Wairoa Athletic won Saturday’s game — a physical, forward-oriented battle — 12-10, having led 7-0 at halftime before a crowd of 500.
The visitors’ captain and first-five Kurt Taylor scored and converted in quick-thinking style with a try under the bar off a tap-kick. It was a big play by Wairoa, who remembered how hard they’d had to fight to win the May 5 game 19-10 at Athletic Park. Their opponents had gone into Saturday’s match having lost eight games in a row before defaulting twice.
Although they came within three points of defending champions High School Old Boys, the Saturday after the game against Tapuae, that win in the derby match was — until this weekend — Athletic’s sole victory this season.
The pride, team culture and resiliency of both Tapuae and Wairoa Athletic made a strong impression on Poverty Bay chief executive Josh Willoughby.
“This year numbers, availability and injuries have affected some of our clubs, so the effort that Tapuae made today — in playing their hearts and their guts out — reflected the fact that they were always going to get up for this,” he said.
“It was the most entertaining game of club rugby I’ve seen this year, to the last second. There were players out there who gunned it and played the best game of their lives.”
Among those to impress Willoughby was loosehead prop Jeke Fatafehi, who scrummaged and carried the ball well for a Tapuae tight five who played the whole 80 minutes without a sub.

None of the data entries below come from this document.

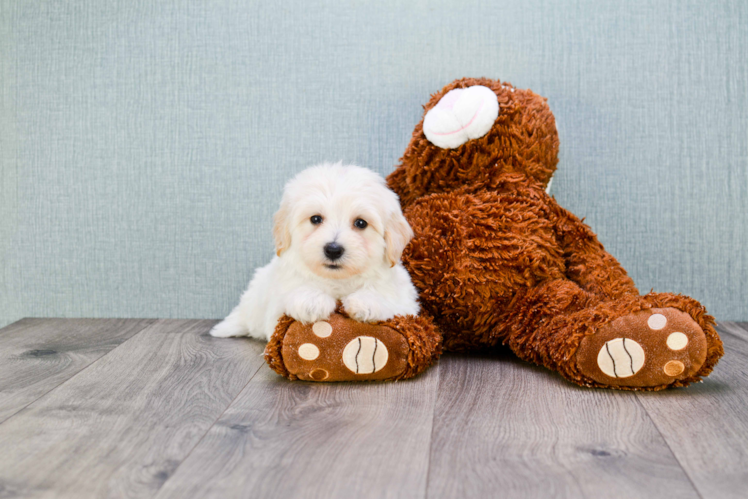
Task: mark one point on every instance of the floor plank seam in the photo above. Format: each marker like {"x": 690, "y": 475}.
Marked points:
{"x": 431, "y": 434}
{"x": 148, "y": 325}
{"x": 155, "y": 493}
{"x": 672, "y": 452}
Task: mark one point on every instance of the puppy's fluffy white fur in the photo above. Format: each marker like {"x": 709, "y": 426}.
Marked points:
{"x": 304, "y": 283}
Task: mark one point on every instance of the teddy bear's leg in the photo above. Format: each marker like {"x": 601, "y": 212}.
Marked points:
{"x": 341, "y": 348}
{"x": 631, "y": 342}
{"x": 664, "y": 339}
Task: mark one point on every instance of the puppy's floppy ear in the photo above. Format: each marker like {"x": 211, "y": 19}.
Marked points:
{"x": 281, "y": 229}
{"x": 397, "y": 234}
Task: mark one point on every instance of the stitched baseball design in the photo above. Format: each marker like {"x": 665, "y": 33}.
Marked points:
{"x": 620, "y": 358}
{"x": 322, "y": 329}
{"x": 365, "y": 355}
{"x": 461, "y": 115}
{"x": 677, "y": 341}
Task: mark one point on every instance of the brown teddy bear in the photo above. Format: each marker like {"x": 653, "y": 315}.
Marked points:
{"x": 498, "y": 261}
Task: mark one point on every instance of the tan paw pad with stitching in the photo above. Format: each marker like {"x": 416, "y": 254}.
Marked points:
{"x": 649, "y": 348}
{"x": 343, "y": 349}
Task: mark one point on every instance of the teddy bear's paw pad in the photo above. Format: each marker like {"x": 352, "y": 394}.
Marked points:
{"x": 343, "y": 349}
{"x": 649, "y": 348}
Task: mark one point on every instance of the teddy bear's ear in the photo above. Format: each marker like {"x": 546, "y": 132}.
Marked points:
{"x": 460, "y": 115}
{"x": 397, "y": 234}
{"x": 281, "y": 228}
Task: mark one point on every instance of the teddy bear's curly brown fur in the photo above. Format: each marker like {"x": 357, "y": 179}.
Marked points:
{"x": 498, "y": 261}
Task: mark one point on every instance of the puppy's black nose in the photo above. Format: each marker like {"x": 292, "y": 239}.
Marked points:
{"x": 333, "y": 251}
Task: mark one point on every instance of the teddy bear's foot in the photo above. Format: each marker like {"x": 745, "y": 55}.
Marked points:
{"x": 343, "y": 349}
{"x": 652, "y": 348}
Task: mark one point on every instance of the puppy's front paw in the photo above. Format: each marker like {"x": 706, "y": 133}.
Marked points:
{"x": 310, "y": 307}
{"x": 366, "y": 308}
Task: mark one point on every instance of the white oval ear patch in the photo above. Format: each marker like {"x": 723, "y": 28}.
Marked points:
{"x": 461, "y": 115}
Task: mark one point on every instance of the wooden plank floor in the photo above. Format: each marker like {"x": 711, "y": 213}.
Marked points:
{"x": 158, "y": 408}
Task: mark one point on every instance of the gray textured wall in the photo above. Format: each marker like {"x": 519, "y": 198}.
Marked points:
{"x": 144, "y": 144}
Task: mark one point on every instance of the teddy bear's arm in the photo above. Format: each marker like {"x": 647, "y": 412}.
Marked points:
{"x": 587, "y": 262}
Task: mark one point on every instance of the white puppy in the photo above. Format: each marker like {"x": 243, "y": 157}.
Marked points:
{"x": 339, "y": 234}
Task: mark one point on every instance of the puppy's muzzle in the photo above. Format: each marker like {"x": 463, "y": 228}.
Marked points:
{"x": 333, "y": 251}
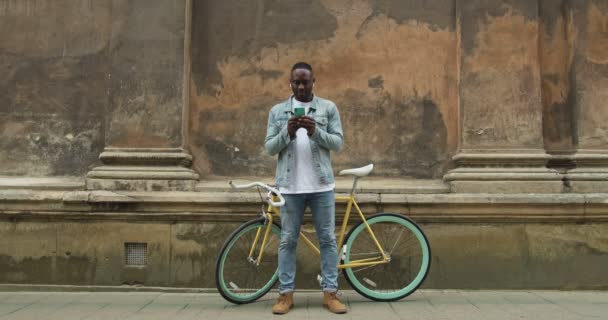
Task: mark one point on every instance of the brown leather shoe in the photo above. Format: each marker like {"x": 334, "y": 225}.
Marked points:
{"x": 284, "y": 303}
{"x": 331, "y": 302}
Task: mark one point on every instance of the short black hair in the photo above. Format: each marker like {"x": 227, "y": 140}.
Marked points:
{"x": 302, "y": 65}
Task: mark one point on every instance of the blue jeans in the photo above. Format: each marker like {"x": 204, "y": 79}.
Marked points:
{"x": 322, "y": 205}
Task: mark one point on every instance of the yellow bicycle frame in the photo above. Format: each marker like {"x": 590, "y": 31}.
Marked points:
{"x": 350, "y": 203}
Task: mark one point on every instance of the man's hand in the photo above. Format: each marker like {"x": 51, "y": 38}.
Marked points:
{"x": 307, "y": 123}
{"x": 292, "y": 127}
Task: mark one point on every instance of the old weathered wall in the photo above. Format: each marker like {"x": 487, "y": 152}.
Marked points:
{"x": 54, "y": 62}
{"x": 390, "y": 66}
{"x": 530, "y": 255}
{"x": 78, "y": 75}
{"x": 591, "y": 69}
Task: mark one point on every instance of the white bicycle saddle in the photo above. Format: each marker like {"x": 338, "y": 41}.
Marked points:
{"x": 359, "y": 172}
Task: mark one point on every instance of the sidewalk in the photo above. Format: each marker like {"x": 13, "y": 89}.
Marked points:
{"x": 424, "y": 304}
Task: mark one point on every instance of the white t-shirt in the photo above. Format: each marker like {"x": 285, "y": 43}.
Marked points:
{"x": 303, "y": 178}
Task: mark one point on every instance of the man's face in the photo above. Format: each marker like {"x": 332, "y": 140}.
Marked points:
{"x": 301, "y": 84}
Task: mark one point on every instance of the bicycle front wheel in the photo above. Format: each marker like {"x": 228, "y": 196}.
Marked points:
{"x": 405, "y": 245}
{"x": 240, "y": 277}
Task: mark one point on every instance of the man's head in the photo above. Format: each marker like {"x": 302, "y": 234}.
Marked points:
{"x": 302, "y": 81}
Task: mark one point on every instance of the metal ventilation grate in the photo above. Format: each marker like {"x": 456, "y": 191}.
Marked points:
{"x": 136, "y": 254}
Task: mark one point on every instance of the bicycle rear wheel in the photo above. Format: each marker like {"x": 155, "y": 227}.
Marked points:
{"x": 239, "y": 277}
{"x": 405, "y": 244}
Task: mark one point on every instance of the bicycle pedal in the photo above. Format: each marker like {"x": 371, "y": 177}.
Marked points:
{"x": 370, "y": 282}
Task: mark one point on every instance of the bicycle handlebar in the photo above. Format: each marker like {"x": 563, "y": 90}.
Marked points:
{"x": 265, "y": 186}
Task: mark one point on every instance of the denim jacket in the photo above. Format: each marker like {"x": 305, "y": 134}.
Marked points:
{"x": 328, "y": 136}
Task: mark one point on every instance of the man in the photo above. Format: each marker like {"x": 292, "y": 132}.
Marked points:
{"x": 305, "y": 177}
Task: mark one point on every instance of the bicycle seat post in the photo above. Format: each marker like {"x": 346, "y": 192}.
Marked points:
{"x": 355, "y": 180}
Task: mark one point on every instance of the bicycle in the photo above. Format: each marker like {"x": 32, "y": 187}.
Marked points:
{"x": 387, "y": 262}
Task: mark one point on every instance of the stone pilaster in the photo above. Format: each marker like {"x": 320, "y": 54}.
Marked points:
{"x": 591, "y": 110}
{"x": 146, "y": 124}
{"x": 501, "y": 147}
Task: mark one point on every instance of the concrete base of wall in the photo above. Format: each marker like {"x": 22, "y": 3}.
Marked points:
{"x": 491, "y": 241}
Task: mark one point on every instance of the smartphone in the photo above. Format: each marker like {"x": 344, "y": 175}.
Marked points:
{"x": 299, "y": 112}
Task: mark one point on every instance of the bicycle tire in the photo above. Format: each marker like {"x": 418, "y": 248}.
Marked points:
{"x": 239, "y": 280}
{"x": 406, "y": 270}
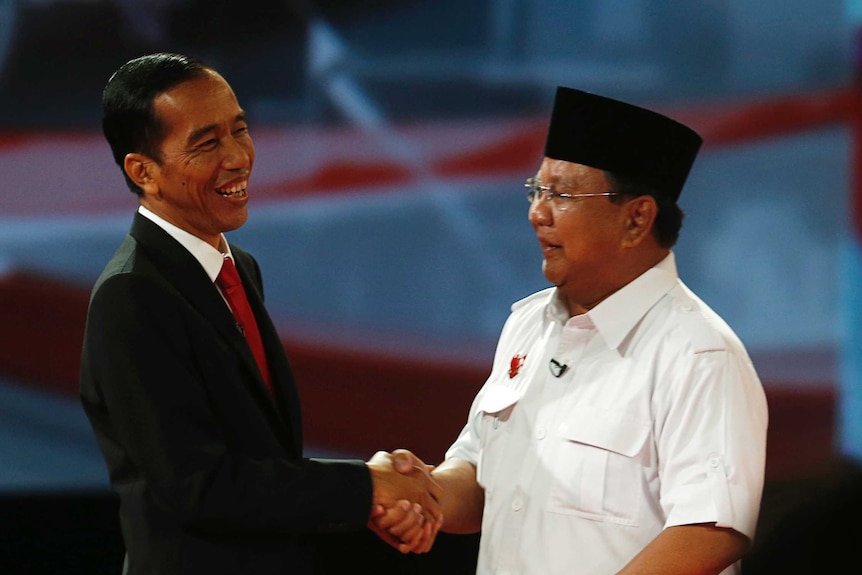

Te Kapua Rewi-Munro came off the reserves bench to replace injured right wing Credence Harrison before the break, later switched to the left wing and scored the home team’s first try to close it to 7-5 in the 50th minute. Wairoa Athletic fullback Isaac Aitken scored for the visitors in the second half. Blindside flanker-cum-right wing BA Kopu scored the last try of the game.
“It felt like a lifetime — not just a month — since we’d played; we weren’t match-fit and so we took our time to set the scrum as we felt we could apply pressure on Athletic there, if we conserved energy,” Wayne Hema said.
“We gave it our best and so did Athletic, but they played a good territorial game, capitalising on the two opportunities they had to score — Kurt converted their first try and that won them the game.”
Athletic coach Jimmy Whaitiri said it was “a good hard physical game” between teams who wanted to win.
“Athletic and Tapuae like brothers, they hate losing to each other,” he said.
“Tapuae had the majority of the ball, and better field position; we just hit them with the shoulder where we needed to hit them, and although we had players still arriving in the 20 minutes before kick-off, and Tapuae didn’t allow us to play to our pattern, our defence just got us through.”
Hema and Tapuae coach Frank King knew on Thursday night that both clubs would field teams for the second-round fixture, although who specifically would start or come off the bench was undecided.
However, on Saturday, Tapuae had eight reserves and Wairoa-Athletic — who were to unable to field 15 to play OBM on June 9 — had a seven-man bench.
The game finished on a stunning note, with Tapuae being awarded a penalty eight metres out from Athletic’s goal-line, eight metres in from the left-side touch. The defending team’s openside flanker Adam Sainsbury was the man caught playing the ball on the ground.
Having checked with Poverty Bay referee Matt Smith that although time was up, he would allow the line-out to take place, a Tapuae front-rower then tapped the ball and cleared to touch. A change to Law 3 of the laws of rugby in 2016 means that if the ball had been kicked into touch directly, the line-out could be formed, but as the ball had been tapped and then kicked out, Smith could not allow the line-out to form. He had no choice: the tap-kick made it impossible to restart. The game was over.
New Zealand Rugby’s No.1 referee Glen Jackson, when told about the incident, said: “Matt made a great decision — he didn’t allow himself to be flustered — and that’s a credit to the referee.”